In altra pronuncia i Giudici di Palazzo Spada10(riguardante in questo caso proprio un appartenente al Corpo della polizia di stato) hanno sottolineato come la mera certificazione medica per disturbi ansioso-depressivi, priva dell’espressa menzione dell’ impedimento a comparire per difendersi in sede decisoria, non è idonea a configurare un “legittimo impedimento” a comparire non potendosi irrazionalmente porre a repentaglio la speditezza dell’azione amministrativa in una materia irta di delicate implicazioni come quella disciplinare, naturalmente foriera di un certo grado di apprensività.

Si è sostenuto11 che gli unici casi che possono legittimare la sospensione ovvero l’archiviazione del procedimento dovranno essere esclusivamente quelli in cui la temporanea o definitiva incapacità psicologica del soggetto sia effettivamente eccezionale e consista in una vera e propria “impossibilità” che, con riferimento alle patologie psichiche ed in analogia con gli altri rami del diritto, può essere ravvisata nella incapacità di intendere e di volere intesa in senso “legale” e, dunque, disciplinata dagli artt. 414 e ss. c.c. ovvero in caso di una patologia fisica che impedisca materialmente all’inquisito di prendere parte all’accertamento, sempre che – naturalmente – non si tratti di un impedimento la cui risoluzione è prevedibile in tempi brevi e, quindi, nel contesto dei termini normalmente previsti per lo svolgimento dell’accertamento.

Secondo tale opinione al fine di garantire la celerità e la speditezza dei procedimenti amministrativi, finalità che va a contemperarsi con le esigenze connesse al diritto di difesa, in mancanza di specifiche norme amministrative in materia, deve pertanto farsi riferimento alle previsioni in campo civilistico nonché in quello processuale penale laddove la disciplina della sospensione si riferisce non ad una generica alterazione psichica del soggetto bensì al “concetto legale” di incapacità di intendere e di volere, di cui ai citati artt. 414 e segg. c.c..

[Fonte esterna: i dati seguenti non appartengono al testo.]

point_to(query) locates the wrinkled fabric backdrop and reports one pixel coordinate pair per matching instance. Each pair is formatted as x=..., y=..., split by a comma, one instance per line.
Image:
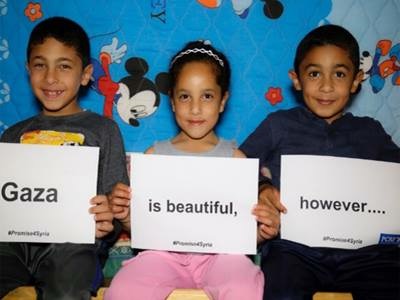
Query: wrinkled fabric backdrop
x=132, y=42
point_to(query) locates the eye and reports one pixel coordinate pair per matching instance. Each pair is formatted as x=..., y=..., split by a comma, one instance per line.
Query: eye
x=38, y=66
x=64, y=67
x=340, y=74
x=208, y=97
x=183, y=97
x=314, y=74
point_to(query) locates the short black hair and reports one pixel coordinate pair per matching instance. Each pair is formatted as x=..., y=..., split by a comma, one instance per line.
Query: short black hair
x=65, y=31
x=328, y=35
x=201, y=51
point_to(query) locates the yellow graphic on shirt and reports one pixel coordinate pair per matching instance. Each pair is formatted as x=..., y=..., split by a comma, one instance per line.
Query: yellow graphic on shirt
x=50, y=137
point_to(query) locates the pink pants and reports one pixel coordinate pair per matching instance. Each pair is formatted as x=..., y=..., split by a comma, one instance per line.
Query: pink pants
x=153, y=275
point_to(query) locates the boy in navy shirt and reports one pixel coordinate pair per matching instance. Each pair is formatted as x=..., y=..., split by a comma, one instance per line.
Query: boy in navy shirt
x=326, y=73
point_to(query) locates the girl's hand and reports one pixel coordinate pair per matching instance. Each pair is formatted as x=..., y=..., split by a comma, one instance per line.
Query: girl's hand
x=119, y=200
x=267, y=213
x=102, y=215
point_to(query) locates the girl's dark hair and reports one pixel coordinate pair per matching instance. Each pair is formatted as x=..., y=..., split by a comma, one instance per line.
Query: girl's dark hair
x=65, y=31
x=328, y=35
x=200, y=51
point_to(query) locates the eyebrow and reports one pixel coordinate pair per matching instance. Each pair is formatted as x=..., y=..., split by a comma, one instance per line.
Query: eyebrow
x=60, y=59
x=335, y=66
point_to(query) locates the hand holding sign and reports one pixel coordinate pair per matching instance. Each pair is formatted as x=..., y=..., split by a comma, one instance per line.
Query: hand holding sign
x=332, y=200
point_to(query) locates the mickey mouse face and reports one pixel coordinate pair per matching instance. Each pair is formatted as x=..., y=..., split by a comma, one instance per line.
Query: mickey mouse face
x=139, y=96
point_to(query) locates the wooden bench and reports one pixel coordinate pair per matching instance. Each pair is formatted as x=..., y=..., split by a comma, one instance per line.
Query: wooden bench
x=28, y=293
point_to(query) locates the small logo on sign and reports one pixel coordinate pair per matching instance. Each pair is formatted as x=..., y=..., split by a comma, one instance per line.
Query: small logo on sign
x=389, y=239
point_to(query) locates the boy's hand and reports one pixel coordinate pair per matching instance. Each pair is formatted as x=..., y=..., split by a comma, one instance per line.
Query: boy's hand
x=267, y=213
x=102, y=215
x=120, y=200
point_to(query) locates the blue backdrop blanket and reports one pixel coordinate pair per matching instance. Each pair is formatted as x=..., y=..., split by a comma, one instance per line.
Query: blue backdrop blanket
x=134, y=40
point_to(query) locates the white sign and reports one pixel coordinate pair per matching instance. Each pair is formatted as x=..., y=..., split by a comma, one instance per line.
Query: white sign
x=340, y=202
x=45, y=193
x=194, y=204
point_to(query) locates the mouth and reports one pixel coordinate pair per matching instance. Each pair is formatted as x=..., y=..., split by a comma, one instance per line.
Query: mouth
x=325, y=101
x=196, y=122
x=52, y=93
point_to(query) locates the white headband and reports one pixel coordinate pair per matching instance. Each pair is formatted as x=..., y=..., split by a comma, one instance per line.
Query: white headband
x=197, y=50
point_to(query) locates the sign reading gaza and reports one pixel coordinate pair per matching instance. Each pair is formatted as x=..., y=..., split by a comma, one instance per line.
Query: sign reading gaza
x=10, y=191
x=331, y=200
x=45, y=193
x=202, y=204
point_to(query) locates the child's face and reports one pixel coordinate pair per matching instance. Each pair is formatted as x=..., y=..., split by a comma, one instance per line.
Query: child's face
x=197, y=100
x=56, y=75
x=326, y=78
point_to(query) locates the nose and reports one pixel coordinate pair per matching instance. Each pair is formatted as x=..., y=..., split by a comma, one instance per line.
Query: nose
x=195, y=106
x=51, y=76
x=326, y=84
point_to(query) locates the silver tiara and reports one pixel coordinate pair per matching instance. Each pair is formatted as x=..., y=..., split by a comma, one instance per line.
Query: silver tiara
x=199, y=50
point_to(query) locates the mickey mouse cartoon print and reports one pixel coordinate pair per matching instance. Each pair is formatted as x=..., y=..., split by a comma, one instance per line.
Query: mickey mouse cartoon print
x=139, y=96
x=133, y=96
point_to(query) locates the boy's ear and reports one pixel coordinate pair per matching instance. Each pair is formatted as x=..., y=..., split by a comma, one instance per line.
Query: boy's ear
x=172, y=104
x=86, y=74
x=357, y=81
x=295, y=80
x=223, y=102
x=27, y=68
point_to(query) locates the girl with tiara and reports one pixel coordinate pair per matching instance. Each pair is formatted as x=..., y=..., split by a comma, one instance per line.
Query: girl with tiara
x=199, y=90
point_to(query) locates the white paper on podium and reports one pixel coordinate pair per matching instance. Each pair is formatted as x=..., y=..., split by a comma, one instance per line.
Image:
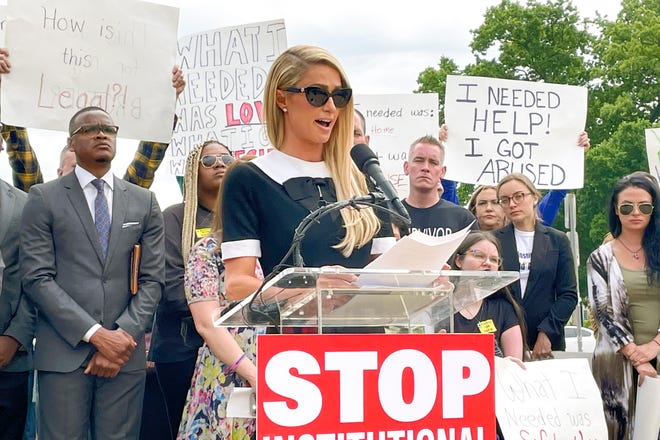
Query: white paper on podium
x=241, y=402
x=417, y=251
x=647, y=410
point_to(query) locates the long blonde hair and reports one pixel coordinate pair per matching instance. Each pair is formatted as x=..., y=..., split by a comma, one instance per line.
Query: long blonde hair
x=530, y=186
x=361, y=225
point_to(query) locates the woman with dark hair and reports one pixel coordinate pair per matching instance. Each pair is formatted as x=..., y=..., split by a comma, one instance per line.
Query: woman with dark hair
x=498, y=313
x=547, y=289
x=623, y=278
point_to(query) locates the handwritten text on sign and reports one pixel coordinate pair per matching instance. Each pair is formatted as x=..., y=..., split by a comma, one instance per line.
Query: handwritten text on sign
x=554, y=399
x=226, y=73
x=497, y=127
x=393, y=123
x=71, y=54
x=336, y=387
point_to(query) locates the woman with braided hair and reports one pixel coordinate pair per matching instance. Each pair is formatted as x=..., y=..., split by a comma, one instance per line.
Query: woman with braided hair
x=175, y=341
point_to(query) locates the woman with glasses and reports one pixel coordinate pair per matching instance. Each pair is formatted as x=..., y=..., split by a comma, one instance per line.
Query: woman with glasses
x=498, y=313
x=623, y=278
x=308, y=108
x=547, y=289
x=485, y=207
x=484, y=204
x=175, y=341
x=225, y=359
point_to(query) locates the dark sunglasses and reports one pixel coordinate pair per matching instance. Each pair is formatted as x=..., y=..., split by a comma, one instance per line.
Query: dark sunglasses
x=628, y=208
x=210, y=160
x=317, y=96
x=89, y=130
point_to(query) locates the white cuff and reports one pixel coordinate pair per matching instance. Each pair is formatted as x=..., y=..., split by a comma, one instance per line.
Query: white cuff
x=87, y=336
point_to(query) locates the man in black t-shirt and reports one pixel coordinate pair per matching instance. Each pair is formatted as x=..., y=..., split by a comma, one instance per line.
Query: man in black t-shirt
x=429, y=213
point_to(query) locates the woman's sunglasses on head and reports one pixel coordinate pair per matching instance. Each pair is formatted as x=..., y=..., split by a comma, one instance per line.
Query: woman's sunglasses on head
x=317, y=96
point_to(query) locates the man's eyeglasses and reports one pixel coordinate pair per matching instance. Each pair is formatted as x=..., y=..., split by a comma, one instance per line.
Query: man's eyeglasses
x=517, y=197
x=210, y=160
x=481, y=257
x=90, y=130
x=627, y=208
x=317, y=97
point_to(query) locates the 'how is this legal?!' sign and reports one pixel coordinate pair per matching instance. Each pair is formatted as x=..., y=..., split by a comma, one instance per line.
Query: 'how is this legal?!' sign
x=375, y=387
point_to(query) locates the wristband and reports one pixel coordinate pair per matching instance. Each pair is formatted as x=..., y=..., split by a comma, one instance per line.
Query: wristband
x=236, y=362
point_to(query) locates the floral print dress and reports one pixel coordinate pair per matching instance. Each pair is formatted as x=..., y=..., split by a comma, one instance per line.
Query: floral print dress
x=212, y=382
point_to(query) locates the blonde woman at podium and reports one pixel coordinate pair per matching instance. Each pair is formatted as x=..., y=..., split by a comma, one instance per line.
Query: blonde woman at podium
x=308, y=110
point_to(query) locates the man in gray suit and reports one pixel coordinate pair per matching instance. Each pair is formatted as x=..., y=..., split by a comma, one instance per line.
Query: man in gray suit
x=78, y=236
x=16, y=319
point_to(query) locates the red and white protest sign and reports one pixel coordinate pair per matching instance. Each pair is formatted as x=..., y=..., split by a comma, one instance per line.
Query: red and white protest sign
x=375, y=387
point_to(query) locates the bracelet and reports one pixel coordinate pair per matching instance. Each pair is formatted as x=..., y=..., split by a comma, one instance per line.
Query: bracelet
x=236, y=362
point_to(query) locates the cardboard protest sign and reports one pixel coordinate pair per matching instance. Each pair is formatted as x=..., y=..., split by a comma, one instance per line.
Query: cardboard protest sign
x=552, y=399
x=225, y=72
x=497, y=127
x=370, y=386
x=67, y=55
x=393, y=122
x=653, y=150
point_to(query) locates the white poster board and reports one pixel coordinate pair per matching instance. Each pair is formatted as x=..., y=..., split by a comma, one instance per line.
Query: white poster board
x=653, y=150
x=393, y=123
x=3, y=22
x=225, y=71
x=552, y=399
x=69, y=54
x=497, y=127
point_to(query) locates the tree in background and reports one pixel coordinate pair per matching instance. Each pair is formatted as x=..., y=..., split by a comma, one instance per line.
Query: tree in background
x=618, y=62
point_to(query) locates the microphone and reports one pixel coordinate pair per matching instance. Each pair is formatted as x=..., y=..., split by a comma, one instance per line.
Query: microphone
x=367, y=161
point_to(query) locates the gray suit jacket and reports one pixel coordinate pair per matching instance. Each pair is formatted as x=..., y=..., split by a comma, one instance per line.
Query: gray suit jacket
x=72, y=285
x=16, y=312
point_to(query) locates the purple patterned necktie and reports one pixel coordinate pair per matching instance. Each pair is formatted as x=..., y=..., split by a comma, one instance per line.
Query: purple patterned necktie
x=101, y=215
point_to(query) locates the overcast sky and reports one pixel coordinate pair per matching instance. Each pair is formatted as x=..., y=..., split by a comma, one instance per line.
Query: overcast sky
x=383, y=46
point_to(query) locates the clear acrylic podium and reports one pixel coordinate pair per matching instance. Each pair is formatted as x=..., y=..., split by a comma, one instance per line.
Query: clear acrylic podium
x=399, y=300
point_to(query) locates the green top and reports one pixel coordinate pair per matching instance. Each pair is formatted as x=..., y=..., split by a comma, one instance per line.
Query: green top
x=644, y=301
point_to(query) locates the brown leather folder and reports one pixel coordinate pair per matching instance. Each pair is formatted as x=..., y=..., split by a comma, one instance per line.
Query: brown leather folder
x=136, y=256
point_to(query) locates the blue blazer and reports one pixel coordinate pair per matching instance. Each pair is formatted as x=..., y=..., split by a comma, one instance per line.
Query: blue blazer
x=551, y=292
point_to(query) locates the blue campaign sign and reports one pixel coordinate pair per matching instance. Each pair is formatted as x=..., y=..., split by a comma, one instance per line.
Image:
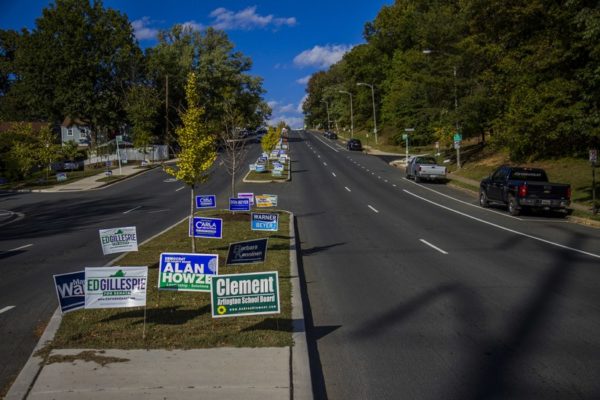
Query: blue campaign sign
x=207, y=227
x=187, y=271
x=206, y=201
x=70, y=289
x=249, y=252
x=239, y=204
x=265, y=222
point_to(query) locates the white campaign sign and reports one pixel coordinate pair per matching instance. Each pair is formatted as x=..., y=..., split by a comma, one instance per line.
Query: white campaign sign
x=116, y=287
x=118, y=240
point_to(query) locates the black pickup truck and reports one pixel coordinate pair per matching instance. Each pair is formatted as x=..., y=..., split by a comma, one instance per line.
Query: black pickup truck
x=524, y=188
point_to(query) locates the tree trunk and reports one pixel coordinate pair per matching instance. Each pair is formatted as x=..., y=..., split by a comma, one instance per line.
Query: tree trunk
x=192, y=218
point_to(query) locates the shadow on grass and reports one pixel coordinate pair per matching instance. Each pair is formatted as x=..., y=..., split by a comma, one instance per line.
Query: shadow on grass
x=161, y=316
x=272, y=324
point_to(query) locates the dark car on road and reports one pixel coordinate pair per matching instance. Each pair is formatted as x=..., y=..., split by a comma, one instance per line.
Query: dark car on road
x=524, y=188
x=354, y=144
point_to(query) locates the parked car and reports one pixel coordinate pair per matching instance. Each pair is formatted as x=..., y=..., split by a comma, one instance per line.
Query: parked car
x=524, y=188
x=354, y=144
x=425, y=167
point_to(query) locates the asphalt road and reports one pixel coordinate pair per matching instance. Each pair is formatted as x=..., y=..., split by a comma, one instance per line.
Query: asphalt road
x=53, y=233
x=415, y=292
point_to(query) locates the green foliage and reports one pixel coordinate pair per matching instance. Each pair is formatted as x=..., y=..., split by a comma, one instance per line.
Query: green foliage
x=142, y=106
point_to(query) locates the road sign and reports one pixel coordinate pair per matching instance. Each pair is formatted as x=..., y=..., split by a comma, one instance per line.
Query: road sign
x=70, y=290
x=266, y=200
x=118, y=240
x=248, y=252
x=249, y=196
x=206, y=227
x=187, y=271
x=265, y=222
x=245, y=294
x=239, y=204
x=206, y=201
x=115, y=287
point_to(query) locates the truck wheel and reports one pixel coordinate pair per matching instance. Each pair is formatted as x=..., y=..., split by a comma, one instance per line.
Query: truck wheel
x=513, y=207
x=483, y=200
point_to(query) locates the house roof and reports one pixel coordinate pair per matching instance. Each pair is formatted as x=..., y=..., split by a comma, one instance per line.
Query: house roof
x=36, y=126
x=68, y=122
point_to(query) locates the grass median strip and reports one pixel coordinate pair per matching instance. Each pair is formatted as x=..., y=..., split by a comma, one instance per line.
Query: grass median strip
x=182, y=320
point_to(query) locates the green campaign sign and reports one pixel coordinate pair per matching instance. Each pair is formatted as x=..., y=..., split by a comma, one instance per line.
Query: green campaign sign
x=245, y=294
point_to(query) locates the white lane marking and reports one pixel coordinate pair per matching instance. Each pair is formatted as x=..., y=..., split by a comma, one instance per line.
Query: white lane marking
x=320, y=140
x=562, y=246
x=22, y=247
x=133, y=209
x=432, y=246
x=5, y=309
x=462, y=201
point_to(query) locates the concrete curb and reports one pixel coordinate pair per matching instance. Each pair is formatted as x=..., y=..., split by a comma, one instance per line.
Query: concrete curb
x=301, y=379
x=28, y=375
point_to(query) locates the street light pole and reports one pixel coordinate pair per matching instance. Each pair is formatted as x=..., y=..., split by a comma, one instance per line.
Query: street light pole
x=374, y=117
x=351, y=113
x=327, y=108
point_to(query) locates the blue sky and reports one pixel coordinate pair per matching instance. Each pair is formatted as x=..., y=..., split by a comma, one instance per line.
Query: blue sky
x=287, y=40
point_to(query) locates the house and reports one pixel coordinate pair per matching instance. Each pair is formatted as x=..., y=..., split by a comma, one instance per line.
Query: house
x=75, y=130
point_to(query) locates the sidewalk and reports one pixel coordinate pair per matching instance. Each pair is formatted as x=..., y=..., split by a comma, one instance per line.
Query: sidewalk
x=216, y=373
x=91, y=182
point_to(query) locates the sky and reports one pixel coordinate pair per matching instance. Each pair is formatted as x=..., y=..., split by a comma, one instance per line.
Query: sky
x=287, y=40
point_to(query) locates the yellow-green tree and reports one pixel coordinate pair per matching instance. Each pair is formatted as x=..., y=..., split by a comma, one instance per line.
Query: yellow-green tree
x=197, y=144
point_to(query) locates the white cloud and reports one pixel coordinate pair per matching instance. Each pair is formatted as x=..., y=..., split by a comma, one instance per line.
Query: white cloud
x=303, y=81
x=322, y=56
x=141, y=29
x=193, y=25
x=293, y=122
x=246, y=19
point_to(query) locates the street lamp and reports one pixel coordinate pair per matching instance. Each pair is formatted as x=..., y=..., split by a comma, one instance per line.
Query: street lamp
x=327, y=108
x=351, y=113
x=373, y=97
x=427, y=52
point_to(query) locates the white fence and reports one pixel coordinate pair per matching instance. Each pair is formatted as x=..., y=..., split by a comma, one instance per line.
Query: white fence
x=152, y=153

A parte le considerazioni da svolgersi sull’introduzione del nuovo istituto dell’amministrazione di sostegno e sulla sua possibile influenza su tale ricostruzione è necessario sottolineare che l’argomentazione sopra citata, ripresa dalle difese dell’Amministrazione nel caso che si annota, non è stata avallata dai giudici amministrativi.

Il caso deciso

I giudici del T.a.r. Lazio sostengono, infatti, che: nel caso di specie, l’inquisito, ossia il ricorrente, ha addotto di trovarsi in una situazione di legittimo impedimento, inibitoria della sua partecipazione alla riunione del 20 dicembre 2010, certificata dal verbale della Commissione medica ospedaliera datato 23 novembre 2010 (dal quale risulta che, a causa di “disturbo umore con distrofia, aspetti atipici ed ansia”, il predetto è stato giudicato “temporalmente non idoneo al servizio di istituto per giorni sessanta (60) a decorrere dalla data odierna”), ed il Consiglio di Disciplina non ne ha tenuto conto;

– ciò detto, appare evidente che il Consiglio di Disciplina ha operato in violazione delle prescrizioni di cui sopra, specie ove si considerino: – la particolare natura della patologia riscontrata, da ricondurre ai problemi di carattere “neuro-psichico” (come, tra l’altro, riconosciuto anche nella nota riservata dell’Amministrazione del 13 settembre 2010) e, dunque, inequivocabilmente atta ad incidere sulla corretta capacità di autodeterminazione dell’interessato; – la sussistenza – al riguardo – di un accertamento sanitario “particolarmente affidabile” (cfr., in tal senso, C.d.S., Sez. IV, 7 settembre 2004, n. 5796); non valgono a condurre ad una diversa conclusione le considerazioni dell’Amministrazione (….), secondo le quali il legittimo impedimento sarebbe riconoscibile esclusivamente nei casi di avvio dell’iter “volto a far luogo all’inabilitazione … o all’interdizione”, atteso che le predette considerazioni, oltre a non trovare riscontro nella legge, si rivelano idonee a vanificare le esigenze di tutela dell’inquisito, che hanno ispirato il legislatore, le quali non possono che prescindere da valutazioni di carattere assoluto, dando spazio alla varietà delle situazioni e, dunque, imponendo l’esame di ogni singolo caso in relazione al diritto di difesa del dipendente…”.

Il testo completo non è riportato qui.